The pinion angle is the angle between the pinion and the driveshaft. When a
vehicle is lowered, the angle changes due to the change in ride height. An
incorrect pinion angle can cause many different negative results. An
incorrect angle can result in premature wear in the universal joints.
Additionally, under hard acceleration, as the rear differential torques
“up” the differential housing may contact the floorpan (this is
in extremely lowered situations).
The way to correct the pinion angle on a lowered 3-link suspension is by
using either adjustable upper or lower control arms. Steeda’s fixed
upper control arm uses a shorter length than factory allowing the pinion
angle to reach stock specifications. Because it is fixed, the adjustablility
is not there to fine tune the angles for hardcore racers.
Upper Control Arms
The rear upper control arm also takes part of the load from the rear axle
during hard launches on the street and dragstip. The factory piece has a soft
rubber bushing in addition to being a stamped steel piece. A good idea for
anyone lowering their car (or even keeping stock ride height) is to upgrade
this filmsy factory piece with a more stout aftermarket unit. The harder
rubber bushing and stiffer design will eliminate deflection and reduce wheel
hop under hard acceleration. There may be some small increase in NVH from
going to stiffer bushings though.
Lower Control Arms
Because the S197’s relocated the spring mounts from the lower control
arms to the top of the rear axle, the rear control arms are much smaller than
previous iterations of the car. They are still built using steel stampings
with large soft bushings. To stiffen up the rear suspension even more,
quality aftermarket control arms should be considered. There are 3 basic
options to consider for your car when looking to upgrade your control arms;
fixed length street, adjustable street and adjustable race. The fixed length
street control arms typically are tubular or boxed steel design with urethane
bushings at either end. These control arms are the most road friendly of the
available control arms.
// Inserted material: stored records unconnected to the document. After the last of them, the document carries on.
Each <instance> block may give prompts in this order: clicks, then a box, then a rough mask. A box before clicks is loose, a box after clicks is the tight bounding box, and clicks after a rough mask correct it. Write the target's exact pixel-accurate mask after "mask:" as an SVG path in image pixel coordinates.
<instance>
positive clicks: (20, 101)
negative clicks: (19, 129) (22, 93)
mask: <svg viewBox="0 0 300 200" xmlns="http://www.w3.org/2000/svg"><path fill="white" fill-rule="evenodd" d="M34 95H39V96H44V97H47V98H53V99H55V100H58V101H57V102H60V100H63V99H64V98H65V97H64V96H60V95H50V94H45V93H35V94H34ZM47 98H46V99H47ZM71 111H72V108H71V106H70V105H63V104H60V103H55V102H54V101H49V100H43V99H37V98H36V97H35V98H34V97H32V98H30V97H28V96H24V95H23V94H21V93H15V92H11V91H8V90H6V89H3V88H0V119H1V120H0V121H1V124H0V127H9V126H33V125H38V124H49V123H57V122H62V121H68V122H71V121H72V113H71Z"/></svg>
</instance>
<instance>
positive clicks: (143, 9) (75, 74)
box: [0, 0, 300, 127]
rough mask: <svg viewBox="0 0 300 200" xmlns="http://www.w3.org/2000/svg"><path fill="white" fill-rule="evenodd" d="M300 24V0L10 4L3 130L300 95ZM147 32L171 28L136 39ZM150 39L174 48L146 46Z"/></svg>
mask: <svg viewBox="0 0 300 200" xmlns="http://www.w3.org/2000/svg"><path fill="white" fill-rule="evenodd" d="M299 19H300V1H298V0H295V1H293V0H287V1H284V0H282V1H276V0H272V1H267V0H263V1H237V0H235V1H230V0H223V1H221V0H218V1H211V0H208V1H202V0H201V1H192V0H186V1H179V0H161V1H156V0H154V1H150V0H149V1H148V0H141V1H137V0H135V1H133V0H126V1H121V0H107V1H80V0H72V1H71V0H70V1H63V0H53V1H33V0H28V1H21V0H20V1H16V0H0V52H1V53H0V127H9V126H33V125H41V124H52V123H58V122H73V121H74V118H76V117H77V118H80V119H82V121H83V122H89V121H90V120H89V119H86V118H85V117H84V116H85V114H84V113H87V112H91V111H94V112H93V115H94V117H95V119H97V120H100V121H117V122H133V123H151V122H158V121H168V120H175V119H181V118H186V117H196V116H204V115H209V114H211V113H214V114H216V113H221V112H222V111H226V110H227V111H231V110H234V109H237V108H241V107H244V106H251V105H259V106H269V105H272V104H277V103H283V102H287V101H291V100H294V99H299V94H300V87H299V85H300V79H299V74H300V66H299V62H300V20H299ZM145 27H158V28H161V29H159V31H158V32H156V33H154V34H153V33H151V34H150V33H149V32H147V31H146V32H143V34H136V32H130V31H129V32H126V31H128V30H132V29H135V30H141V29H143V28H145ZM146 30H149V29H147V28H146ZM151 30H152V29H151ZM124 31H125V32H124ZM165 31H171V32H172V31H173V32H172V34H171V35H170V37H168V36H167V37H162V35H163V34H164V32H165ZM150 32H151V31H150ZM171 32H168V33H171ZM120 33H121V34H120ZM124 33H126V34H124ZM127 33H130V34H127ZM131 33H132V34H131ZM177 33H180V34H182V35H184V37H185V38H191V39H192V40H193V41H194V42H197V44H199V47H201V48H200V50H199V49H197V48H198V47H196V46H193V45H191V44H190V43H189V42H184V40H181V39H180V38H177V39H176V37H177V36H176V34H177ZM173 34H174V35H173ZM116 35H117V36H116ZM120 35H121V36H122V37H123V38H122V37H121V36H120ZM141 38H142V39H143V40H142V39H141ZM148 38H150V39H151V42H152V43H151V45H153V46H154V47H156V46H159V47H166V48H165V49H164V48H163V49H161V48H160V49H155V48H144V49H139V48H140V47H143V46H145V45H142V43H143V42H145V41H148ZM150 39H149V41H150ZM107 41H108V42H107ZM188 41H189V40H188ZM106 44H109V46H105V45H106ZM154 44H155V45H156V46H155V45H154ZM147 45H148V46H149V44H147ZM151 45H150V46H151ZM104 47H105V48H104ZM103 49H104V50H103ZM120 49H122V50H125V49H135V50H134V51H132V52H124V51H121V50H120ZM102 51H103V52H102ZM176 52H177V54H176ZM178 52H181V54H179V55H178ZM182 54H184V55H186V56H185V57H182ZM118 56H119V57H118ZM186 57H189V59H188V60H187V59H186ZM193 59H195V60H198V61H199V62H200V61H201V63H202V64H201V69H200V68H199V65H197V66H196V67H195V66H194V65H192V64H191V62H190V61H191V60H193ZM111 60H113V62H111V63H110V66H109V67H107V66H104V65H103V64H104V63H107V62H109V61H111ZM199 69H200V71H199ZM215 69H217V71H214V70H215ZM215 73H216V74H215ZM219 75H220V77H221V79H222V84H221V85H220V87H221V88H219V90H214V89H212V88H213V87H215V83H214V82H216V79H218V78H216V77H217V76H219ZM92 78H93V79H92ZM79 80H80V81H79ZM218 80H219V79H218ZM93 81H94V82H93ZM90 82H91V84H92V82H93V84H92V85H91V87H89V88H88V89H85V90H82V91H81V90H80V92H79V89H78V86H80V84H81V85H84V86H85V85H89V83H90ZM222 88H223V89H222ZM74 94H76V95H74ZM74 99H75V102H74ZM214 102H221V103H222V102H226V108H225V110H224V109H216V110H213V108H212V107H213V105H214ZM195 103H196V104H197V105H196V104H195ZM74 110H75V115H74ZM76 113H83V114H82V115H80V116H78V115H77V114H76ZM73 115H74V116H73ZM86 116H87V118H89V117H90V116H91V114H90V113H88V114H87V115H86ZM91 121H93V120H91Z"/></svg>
Adjustable street control arms have a threaded
portion which can be used to correct pinion angle. Additionally, some
adjustable “street” control arms can come with spherical rod ends
on one side. According to Steeda, control arms like this are liveable on the
steet and will have a slight increase in NVH. The full race rear control arms
are similar to the adjustable street control arms, but they usually have
spherical rod ends at both ends of arm. The benefit to this is a very stiff
design with no bushing deflection. The negative aspect of these control arms
is a significant increase in NVH which would likely be unbearable on the
street. One thing to note which has been shown on the forums quite a bit is
that following the lubrication instructions for the bushings is critical.
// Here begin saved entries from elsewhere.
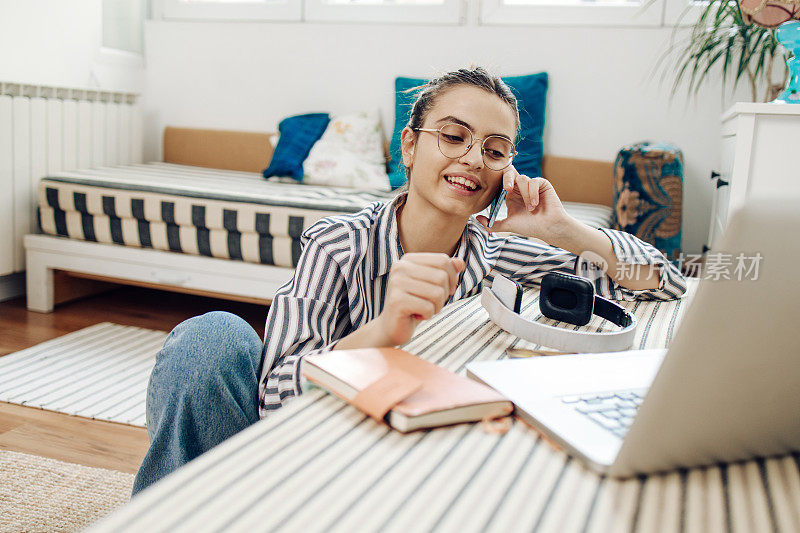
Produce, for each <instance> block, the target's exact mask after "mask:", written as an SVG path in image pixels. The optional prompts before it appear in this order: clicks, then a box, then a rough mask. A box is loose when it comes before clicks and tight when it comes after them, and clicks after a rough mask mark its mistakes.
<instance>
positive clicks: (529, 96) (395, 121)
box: [389, 72, 548, 189]
mask: <svg viewBox="0 0 800 533" xmlns="http://www.w3.org/2000/svg"><path fill="white" fill-rule="evenodd" d="M502 80H503V81H504V82H506V84H507V85H508V86H509V87H510V88H511V91H512V92H513V93H514V96H516V97H517V106H518V107H519V119H520V132H519V136H518V137H517V152H518V154H517V156H516V157H515V158H514V167H515V168H516V169H517V171H519V173H520V174H525V175H527V176H530V177H534V176H541V175H542V155H543V153H544V146H543V143H542V134H543V133H544V110H545V103H546V97H547V85H548V78H547V73H546V72H538V73H536V74H528V75H526V76H506V77H504V78H502ZM426 83H428V80H426V79H423V78H405V77H398V78H396V79H395V82H394V88H395V109H394V117H395V119H394V131H393V132H392V140H391V142H390V143H389V151H390V155H391V156H392V159H391V161H390V162H389V183H390V184H391V186H392V188H393V189H395V188H397V187H400V186H401V185H403V184H404V183H405V182H406V173H405V167H404V166H403V159H402V156H401V154H400V134H401V133H402V131H403V128H405V127H406V125H407V124H408V119H409V118H410V117H411V107H412V106H413V105H414V101H415V100H416V93H415V92H412V93H404V92H403V91H405V90H406V89H411V88H414V87H419V86H420V85H425V84H426Z"/></svg>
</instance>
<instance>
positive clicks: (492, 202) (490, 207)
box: [488, 187, 506, 228]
Using the incorrect lubricant or too much of it will result in premature
failing of the bushings.
Because the rear suspension uses a panhard rod to locate the rear axle in the
lateral direction, as the suspension is lowered this can cause the rear
suspension to shift to one side. This effect will become more pronounced as
the car is lowered. An adjustable panhard rod will correct this shift in the
axle and allow the rear wheels. Aftermarket panhard rods are also built
sturdier and with stiffer bushings than factory pieces. Just like the rear
lower control arms, some panhard rods feature spherical rod ends and some
urethane bushings. The same NVH and deflection issues as with the lower
control arms should be taken into consideration with your purchase.